Os meninos são duas vezes mais acometidos do que as
meninas.
Causa
A causa do PTC ainda
não é bem conhecida. Algumas teorias procuram
explicar o mecanismo pelo qual se desenvolve a deformidade.
De acordo com a teoria esquelética, o defeito primário
estaria na deformidade de alguns ossos do pé. A teoria
muscular fundamenta-se em achados de estudos ao microscópio
eletrônico, que demonstram alterações
de fibras musculares no PTC. Conforme a teoria neurológica
as alterações primárias estariam nos
nervos periféricos. A teoria vascular baseia-se no
fato de que anomalias arteriais em fetos e embriões
podem determinar deformidades congênitas. Existe ainda
a teoria da ‘parada do desenvolvimento embrionário’
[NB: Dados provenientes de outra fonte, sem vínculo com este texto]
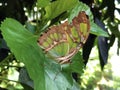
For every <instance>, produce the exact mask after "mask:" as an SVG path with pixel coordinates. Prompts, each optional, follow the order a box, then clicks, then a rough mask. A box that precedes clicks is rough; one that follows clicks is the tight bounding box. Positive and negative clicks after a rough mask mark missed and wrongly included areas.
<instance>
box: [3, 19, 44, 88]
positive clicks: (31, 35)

que defende a idéia de que o pé permaneceria
em seu estado embrionário desde a 5a. semana de gestação.
Estudos realizados
em famílias de pacientes com PTC comprovam a importância
da genética no aparecimento da deformidade, mas o exato
mecanismo de herança ainda não foi determinado,
talvez por existirem diferentes padrões de herança
e causas. De qualquer forma a herança que mais tem
sido considerada é a multifatorial, na qual há
vários fatores envolvidos no desenvolvimento de uma
deformidade congênita. Estes fatores são genéticos
e ambientais. Partindo da suposição de um padrão
de herança multifatorial e de estudos epidemiológicos,
a recorrência da deformidade em um casal que tem um
filho com PTC é, em média, de 4 por cento.
Diagnóstico
O diagnóstico
do PTC é feito no recém-nascido através
do exame físico, que tem como um dos objetivos afastar
outras condições que também se apresentam
com pé torto ao nascimento. Como algumas crianças
têm luxação dos quadris associada, os
quadris devem ser sempre avaliados. O exame neurológico
deve ser realizado em todas as crianças, objetivando
afastar a possibilidade de pé torto neurogênico
(secundário a desequilíbrio muscular de causa
neurológica), que é tratado de maneira diferente
do PTC. Pés muito rígidos nas fases iniciais
vão, provavelmente, necessitar tratamento cirúrgico,
e uma diferença importante entre o pé normal
e o envolvido sugere deformidade mais grave.
Diagnóstico Pré-Natal
A ultrassonografia
é sensível para diagnóstico pré-natal
de pé torto a partir da 20a. à 24a. semana de
gestação.
Exames Complementares
1) Estudo radiográfico de coluna e
quadris, se o exame físico demonstrar alguma anormalidade.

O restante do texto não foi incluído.